We’re still discovering and exploring new scaling laws for AI models. And a new paper by researchers from Google Research and UC Berkeley proposes a simple test-time scaling approach that can boost the reasoning abilities of large language models (LLMs). The technique relies on “sampling-based search,” an algorithm that uses the backbone LLM to generate multiple responses and verify them for correctness. A minimalist implementation of sampling-based search can improve the reasoning performance of non-reasoning LLMs beyond state-of-the-art reasoning models.
The popular method for test-time scaling is to train a model through reinforcement learning to generate chain-of-thought (CoT) traces before emitting the final answer. (This approach is used in OpenAI o3 and DeepSeek-R1.)
Common test-time scaling techniques
RL is efficient but requires heavy investment in training the models, which is beyond the reach of many companies and organizations.
Another popular test-time scaling technique is “self-consistency,” where the model generates multiple responses to the same prompt and chooses the one that shows up more often.
Sampling-based search lets the model generate multiple responses and select the best one through a verification mechanism. The researchers describe sampling-based search as having “the unique advantage of being embarrassingly parallel and allowing for arbitrarily scaling: simply sample more responses.”
Minimalist sampling-based search
In their paper, the researchers propose a minimalist implementation of sampling-based search: The LLM generates the answers and uses “self-verification” to verify its own responses (without relying on ground-truth answers or symbolic verifiers):
1- The model generates N candidates for the prompt. (To generate a diverse set of responses, the researchers use a non-zero temperature setting.)
2- For each answer, the LLM is prompted multiple times to verify its correctness (0 or 1). The average of the verification results becomes the final quality score of the answer.
3- The highest-scored response is selected as the final answer. If multiple candidates are within close range of each other, the algorithm uses pairwise comparison (using the LLM again) to re-evaluate them. The answer with the highest pairwise score is chosen as the final answer.
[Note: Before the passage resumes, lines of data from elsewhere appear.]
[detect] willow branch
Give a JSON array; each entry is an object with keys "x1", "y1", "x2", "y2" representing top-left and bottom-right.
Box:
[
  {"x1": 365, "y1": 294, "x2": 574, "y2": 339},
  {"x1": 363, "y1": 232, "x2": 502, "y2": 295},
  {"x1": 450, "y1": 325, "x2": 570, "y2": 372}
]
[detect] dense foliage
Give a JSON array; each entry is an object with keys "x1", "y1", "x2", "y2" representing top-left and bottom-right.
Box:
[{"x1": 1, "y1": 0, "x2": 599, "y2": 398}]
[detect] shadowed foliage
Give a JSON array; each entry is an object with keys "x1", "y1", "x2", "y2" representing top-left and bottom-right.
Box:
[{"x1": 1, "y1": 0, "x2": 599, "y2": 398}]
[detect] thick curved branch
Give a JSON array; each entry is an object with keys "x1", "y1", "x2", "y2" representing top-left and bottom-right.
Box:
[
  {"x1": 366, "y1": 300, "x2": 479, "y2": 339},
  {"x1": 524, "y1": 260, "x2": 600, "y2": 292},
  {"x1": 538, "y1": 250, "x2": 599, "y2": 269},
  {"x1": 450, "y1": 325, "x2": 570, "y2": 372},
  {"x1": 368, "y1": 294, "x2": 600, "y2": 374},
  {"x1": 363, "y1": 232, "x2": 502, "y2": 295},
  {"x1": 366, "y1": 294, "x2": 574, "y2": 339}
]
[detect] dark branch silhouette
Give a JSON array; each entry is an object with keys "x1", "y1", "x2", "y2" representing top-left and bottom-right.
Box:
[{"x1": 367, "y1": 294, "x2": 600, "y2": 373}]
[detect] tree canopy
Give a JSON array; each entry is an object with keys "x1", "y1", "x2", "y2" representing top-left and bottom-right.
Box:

Sampling-based search can be scaled across two axes: The number of sampled responses and the number of verification steps.
How effective is sampling-based search in action
Experiments show that reasoning performance continues to improve with sampling-based search far beyond the point where self-consistency saturates. Even with the minimalist approach of sampling-based search, a model like Gemini 1.5 Pro can surpass o1-Preview on reasoning benchmarks like AIME and MATH.
However, sampling-based search is expensive. For example, with 200 samples and 50 verification steps per answer, a query from AIME can cost up to $650 with Gemini 1.5 Pro (~130 million tokens). This can be mitigated by improving the technique by using more efficient sampling techniques or using smaller models for the verification step. Importantly, sampling-based search is compatible with other test-time scaling methods.
The experiments also reveal two key insights: 1) By directly comparing candidate responses, LLMs can spot disagreements, which hint at mistakes and hallucinations. The researchers describe this as an instance “implicit scaling.” And 2) rewriting the response in task-specific format can improve the quality of the verification stage. For example, verifiers can rewrite candidate responses into a more structured format (e.g., theorem-lemma-proof) before evaluation.
“Given that it complements other test-time compute scaling strategies, is parallelizable and allows for arbitrarily scaling, and admits simple implementations that are demonstrably effective, we expect sampling-based search to play a crucial role as language models are tasked with solving increasingly complex problems with increasingly large compute budgets,” the researchers write.